Томно и тревожно просыпаться с голубыми вспышками весны, лучше спать стыдливо и скрываться в бледных сумерках зимы. Но тебе мое томленье непонятно, несказанно, нежно, невозможно, прячется оно в бесстыжих пятнах желтой сладко пахнущей мимозы.

Листок со стихами, хранившийся в шкатулке. Кто знает, о ком думала бедная девочка.

До самого Кальяри мама не сказала ни слова. Наконец папа спросил:

— Думаешь, он покончил с жизнью из-за нее? А она писала в юности стихи — невероятно, правда?

Мама пожала плечами, как будто хотела сказать: «Какая разница» или «Откуда я знаю?»

19

Сегодня я приехала прибраться здесь, в доме на улице Манно, потому что, как только закончится ремонт, я выхожу замуж. Я рада, что рабочие обновляют фасад, ведь он уже стал сыпаться. Работы мы поручили архитектору, который еще и немножко поэт и с уважением относится к прошлому дома. Это его третье перерождение, сначала, в XIX веке, он был строже: два балкона на каждом этаже с поручнями из кованого железа, высоченные окна с двумя створками внизу и тремя поверху, входная дверь под аркой, украшенной лепниной; на крыше уже тогда располагалась терраса, и с улицы Манно виден был только внушительный карниз. Уже десять лет он пустует, мы не продали его и не сдавали, потому что очень его любим, а кроме любви нас больше ничего не волнует. Но нельзя сказать, что он стоит совсем пустой. Даже наоборот. Мой отец, когда возвращается в Кальяри после гастролей, приходит сюда играть на своем старом фортепиано, подаренном когда-то синьоринами Долореттой и Фанни.

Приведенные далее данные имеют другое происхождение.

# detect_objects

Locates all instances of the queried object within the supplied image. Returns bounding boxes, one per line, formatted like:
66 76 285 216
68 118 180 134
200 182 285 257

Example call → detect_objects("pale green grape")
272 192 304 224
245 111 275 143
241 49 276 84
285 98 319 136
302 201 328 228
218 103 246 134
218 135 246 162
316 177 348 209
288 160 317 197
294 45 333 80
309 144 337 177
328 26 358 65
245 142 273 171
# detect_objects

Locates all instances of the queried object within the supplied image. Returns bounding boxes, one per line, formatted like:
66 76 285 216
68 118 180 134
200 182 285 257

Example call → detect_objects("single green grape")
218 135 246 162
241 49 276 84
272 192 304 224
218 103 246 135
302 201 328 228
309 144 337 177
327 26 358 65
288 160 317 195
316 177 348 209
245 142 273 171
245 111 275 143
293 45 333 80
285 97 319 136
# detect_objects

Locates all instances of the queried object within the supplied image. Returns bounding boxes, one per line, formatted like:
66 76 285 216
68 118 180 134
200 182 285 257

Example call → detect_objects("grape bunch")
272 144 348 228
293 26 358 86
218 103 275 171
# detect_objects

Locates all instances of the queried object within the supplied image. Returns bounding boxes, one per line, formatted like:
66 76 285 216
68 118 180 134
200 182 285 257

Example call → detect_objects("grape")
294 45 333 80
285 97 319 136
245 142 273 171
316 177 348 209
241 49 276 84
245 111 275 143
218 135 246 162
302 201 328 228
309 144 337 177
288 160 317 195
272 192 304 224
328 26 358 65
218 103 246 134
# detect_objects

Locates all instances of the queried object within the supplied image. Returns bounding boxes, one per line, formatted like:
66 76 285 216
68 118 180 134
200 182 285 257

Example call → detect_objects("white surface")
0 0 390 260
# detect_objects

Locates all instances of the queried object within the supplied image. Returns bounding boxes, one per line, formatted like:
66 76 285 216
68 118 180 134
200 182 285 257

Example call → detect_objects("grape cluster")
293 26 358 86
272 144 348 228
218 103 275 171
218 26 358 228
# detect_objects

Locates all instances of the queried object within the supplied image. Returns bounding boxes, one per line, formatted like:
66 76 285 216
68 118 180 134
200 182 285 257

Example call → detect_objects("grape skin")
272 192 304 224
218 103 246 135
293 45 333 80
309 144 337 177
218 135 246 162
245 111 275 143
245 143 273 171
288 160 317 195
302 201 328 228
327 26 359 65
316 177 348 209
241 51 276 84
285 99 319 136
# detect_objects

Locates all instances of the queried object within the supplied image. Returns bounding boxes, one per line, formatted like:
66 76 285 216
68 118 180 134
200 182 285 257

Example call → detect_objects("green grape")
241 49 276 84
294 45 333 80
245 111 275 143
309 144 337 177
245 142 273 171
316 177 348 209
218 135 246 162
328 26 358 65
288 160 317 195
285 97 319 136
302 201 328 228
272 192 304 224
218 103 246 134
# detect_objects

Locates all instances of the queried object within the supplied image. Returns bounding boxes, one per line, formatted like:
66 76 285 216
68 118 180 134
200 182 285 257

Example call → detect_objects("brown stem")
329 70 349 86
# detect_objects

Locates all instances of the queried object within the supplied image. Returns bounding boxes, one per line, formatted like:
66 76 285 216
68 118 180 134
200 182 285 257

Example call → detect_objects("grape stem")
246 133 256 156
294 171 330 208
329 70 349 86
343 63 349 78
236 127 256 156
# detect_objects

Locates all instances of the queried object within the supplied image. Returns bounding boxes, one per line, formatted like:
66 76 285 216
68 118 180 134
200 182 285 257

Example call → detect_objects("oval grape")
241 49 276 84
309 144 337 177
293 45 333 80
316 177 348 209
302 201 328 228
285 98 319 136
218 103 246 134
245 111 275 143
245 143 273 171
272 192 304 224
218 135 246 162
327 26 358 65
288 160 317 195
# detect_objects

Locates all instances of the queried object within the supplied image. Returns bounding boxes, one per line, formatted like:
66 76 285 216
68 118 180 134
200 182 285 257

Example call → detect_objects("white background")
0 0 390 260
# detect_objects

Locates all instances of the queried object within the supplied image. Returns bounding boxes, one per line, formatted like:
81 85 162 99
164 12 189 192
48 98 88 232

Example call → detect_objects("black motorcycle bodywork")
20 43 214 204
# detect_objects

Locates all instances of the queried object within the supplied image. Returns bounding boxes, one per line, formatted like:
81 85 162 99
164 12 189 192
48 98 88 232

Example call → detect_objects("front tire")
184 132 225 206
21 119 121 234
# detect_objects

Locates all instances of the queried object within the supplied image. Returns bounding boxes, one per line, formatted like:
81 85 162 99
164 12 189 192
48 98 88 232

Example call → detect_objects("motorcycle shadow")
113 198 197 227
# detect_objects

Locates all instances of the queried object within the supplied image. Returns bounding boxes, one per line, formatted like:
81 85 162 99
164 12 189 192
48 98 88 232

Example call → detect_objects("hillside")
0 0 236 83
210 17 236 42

Он так поступал, еще когда бабушка была жива: дома репетировала мама, и родителям приходилось следовать расписанию и играть по очереди. Поэтому папа брал ноты и приходил сюда, бабушка тут же принималась стряпать папины любимые блюда, но когда все было готово, мы стучали к нему в комнату и слышали один и тот же ответ: «Спасибо, потом, потом. Вы садитесь». Но я не помню, чтобы он когда-нибудь садился с нами за стол. Он выходил из комнаты только в туалет, и если там было занято — я, например, как всегда, долго копалась — бурчал, что пришел сюда заниматься, а тут никаких условий. Когда у него, наконец, подводило живот в какой-нибудь неурочный час, он шел на кухню, где бабушка обыкновенно оставляла ему накрытую салфеткой тарелку и кастрюлю воды на огне, чтобы быстро разогреть еду на водяной бане. Он ел в одиночестве, барабаня пальцами по столу, будто отбивал ритм в сольфеджио, и если мы вдруг появлялись на кухне и о чем-то его спрашивали, отвечал односложно, желая лишь отделаться и чтобы его оставили в покое. Мы как будто жили в концертном зале — и это было прекрасно, хотя не каждому придется по душе обедать, спать, ходить в туалет, делать уроки и смотреть телевизор, выключив звук, под музыку Дебюсси, Равеля, Моцарта, Бетховена, Баха и прочих. Конечно, нам с бабушкой было проще без папы, но его приезды в детстве мне очень нравились, и я обязательно по этому случаю сочиняла рассказ, стихотворение или сказку.

Не пустовал этот дом и потому, что мы приходим сюда с моим женихом: мне кажется, что в нем осталось что-то от бабушки, и если мы занимаемся любовью на улице Манно, в этом волшебном доме, где слышны только звуки порта и крики чаек — значит, мы будем любить друг друга всегда. Ведь на самом деле в любви, так я думаю, надо доверять волшебству, потому что нет смысла пытаться высчитать формулу, по которой все обязательно получится; тут нет правил и заповедей.

Вместо того чтобы наводить порядок или читать новости о ситуации в Ираке, который американцы то ли освобождают, то ли оккупируют, я села и стала писать в блокнот, который повсюду ношу с собой, о бабушке, об ее Ветеране, его отце, его жене, его дочке, о дедушке, о моих родителях, о соседках с улицы Сулис, о двоюродных бабках по материнской и отцовской линиям, о бабушке Лии, о синьоринах Долоретте и Фанни, о музыке, о Кальяри, о Генуе, о Милане и о Гавои.